It is pretty much a combination of a barbell push press and an Arnold press – using a kettlebell. That’s a lot, let’s explain…

How to perform the single arm kettlebell push press

Using a kettlebell or dumbbell, stand with your feet shoulder width apart and the weight held close to your chest.

Assume usual squat position, point your bum out and keep your chest high. Hold the weight in one hand close to your chest.

Quarter squat down and as you come up raise the weight and rotate your arm outwards up over your head until your arm is fully extended.

Bring the weight back down through the same controlled movement. Then squat down again repeating the exercise. Switch arms once a full set is complete.

Go for reps.

Single arm kettlebell push press: Common mistakes to avoid

Tip! These are two separate moves but it should be a fluid movement, make sure you squat and then ‘press’ the weight. When you are all the way up, bring the kettlebell over your head as high as possible and back down to your chest before going into the next squat.

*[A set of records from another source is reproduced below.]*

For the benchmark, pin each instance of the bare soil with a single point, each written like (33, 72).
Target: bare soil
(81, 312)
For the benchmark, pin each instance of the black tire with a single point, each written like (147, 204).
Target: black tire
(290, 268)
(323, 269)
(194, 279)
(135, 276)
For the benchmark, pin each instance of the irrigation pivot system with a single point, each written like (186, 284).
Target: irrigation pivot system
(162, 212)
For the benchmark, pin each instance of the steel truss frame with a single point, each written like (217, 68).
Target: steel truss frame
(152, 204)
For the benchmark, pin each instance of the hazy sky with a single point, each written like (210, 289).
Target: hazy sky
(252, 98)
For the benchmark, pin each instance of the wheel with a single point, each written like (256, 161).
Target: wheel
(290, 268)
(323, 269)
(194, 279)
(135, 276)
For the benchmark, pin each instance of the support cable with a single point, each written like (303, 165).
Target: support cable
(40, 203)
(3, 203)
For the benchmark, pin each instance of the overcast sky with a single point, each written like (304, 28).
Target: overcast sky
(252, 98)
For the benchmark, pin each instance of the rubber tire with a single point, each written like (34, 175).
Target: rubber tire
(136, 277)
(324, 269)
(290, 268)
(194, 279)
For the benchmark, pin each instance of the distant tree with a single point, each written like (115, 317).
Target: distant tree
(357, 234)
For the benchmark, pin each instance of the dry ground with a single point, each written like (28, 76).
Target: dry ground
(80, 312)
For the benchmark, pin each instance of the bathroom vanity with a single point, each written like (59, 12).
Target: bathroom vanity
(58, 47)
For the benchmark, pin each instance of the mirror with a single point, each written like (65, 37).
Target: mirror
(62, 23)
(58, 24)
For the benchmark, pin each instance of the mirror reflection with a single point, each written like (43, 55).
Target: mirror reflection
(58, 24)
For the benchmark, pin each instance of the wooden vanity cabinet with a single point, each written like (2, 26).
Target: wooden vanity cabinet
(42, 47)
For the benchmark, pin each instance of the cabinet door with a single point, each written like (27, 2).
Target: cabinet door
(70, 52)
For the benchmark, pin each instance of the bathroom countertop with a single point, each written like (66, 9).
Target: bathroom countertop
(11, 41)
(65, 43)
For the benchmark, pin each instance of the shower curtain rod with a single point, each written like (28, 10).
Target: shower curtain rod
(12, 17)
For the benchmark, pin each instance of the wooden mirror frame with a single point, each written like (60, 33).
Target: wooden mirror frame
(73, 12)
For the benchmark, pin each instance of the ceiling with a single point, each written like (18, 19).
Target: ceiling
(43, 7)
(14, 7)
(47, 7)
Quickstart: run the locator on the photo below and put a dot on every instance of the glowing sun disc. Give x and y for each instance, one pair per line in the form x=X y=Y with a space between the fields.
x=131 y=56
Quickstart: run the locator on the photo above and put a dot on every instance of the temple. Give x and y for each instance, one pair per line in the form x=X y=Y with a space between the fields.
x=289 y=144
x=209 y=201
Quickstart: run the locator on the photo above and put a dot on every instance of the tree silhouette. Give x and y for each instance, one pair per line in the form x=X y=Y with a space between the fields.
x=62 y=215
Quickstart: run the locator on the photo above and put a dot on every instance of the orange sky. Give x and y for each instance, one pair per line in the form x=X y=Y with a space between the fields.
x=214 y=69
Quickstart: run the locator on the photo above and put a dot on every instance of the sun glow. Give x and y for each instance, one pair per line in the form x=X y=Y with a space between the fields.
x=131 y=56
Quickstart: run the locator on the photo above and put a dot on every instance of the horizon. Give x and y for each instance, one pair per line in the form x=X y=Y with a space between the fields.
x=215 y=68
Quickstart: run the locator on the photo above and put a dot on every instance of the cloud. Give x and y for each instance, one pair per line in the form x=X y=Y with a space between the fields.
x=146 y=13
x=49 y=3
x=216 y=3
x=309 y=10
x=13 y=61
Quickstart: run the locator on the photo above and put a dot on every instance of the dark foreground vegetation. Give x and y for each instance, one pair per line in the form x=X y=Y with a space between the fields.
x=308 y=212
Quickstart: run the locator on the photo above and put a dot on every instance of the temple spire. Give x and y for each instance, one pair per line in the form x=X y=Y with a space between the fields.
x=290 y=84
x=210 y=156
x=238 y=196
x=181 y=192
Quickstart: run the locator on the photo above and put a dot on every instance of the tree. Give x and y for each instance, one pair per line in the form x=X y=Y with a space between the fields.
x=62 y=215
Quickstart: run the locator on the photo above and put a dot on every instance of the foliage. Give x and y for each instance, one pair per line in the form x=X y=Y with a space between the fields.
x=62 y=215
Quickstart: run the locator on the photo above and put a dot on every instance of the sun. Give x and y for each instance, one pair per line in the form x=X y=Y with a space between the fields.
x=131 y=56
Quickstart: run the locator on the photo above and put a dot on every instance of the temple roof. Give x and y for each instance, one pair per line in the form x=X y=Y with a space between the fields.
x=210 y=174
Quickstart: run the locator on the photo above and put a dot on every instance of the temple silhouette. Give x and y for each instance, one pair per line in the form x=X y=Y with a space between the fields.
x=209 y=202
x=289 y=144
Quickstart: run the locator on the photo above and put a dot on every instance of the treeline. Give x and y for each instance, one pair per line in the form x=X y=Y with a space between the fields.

Avoid twisting or tilting your torso in any direction. Maintain good posture throughout the exercise.

As always; sloppy form on any exercise is not recommended. If you are performing your Arnold press with incorrect form, it is likely that you will poorly engage the intended muscle groups. Poor muscle engagement will hinder your gains at best and result in injury at worst.

When performing the exercise; always keep the muscle you intend to work in mind. This is the ideal way to ensure best results. Use the illustration above as a guide.

Reps and sets

The single arm kettlebell push press should be worked into your overall bigger picture. How many reps and sets you perform with each exercise depends entirely on where you are physically and your desired outcomes.

Beginners should keep it simple; 3-4 sets of 8-12 reps is an ideal starting point. For the purpose of laying a solid foundation to build upon; don’t over complicate things. The most important thing is to get started, the rest will come with experience.

On the other hand, more advanced lifters should consider their current strength and goals.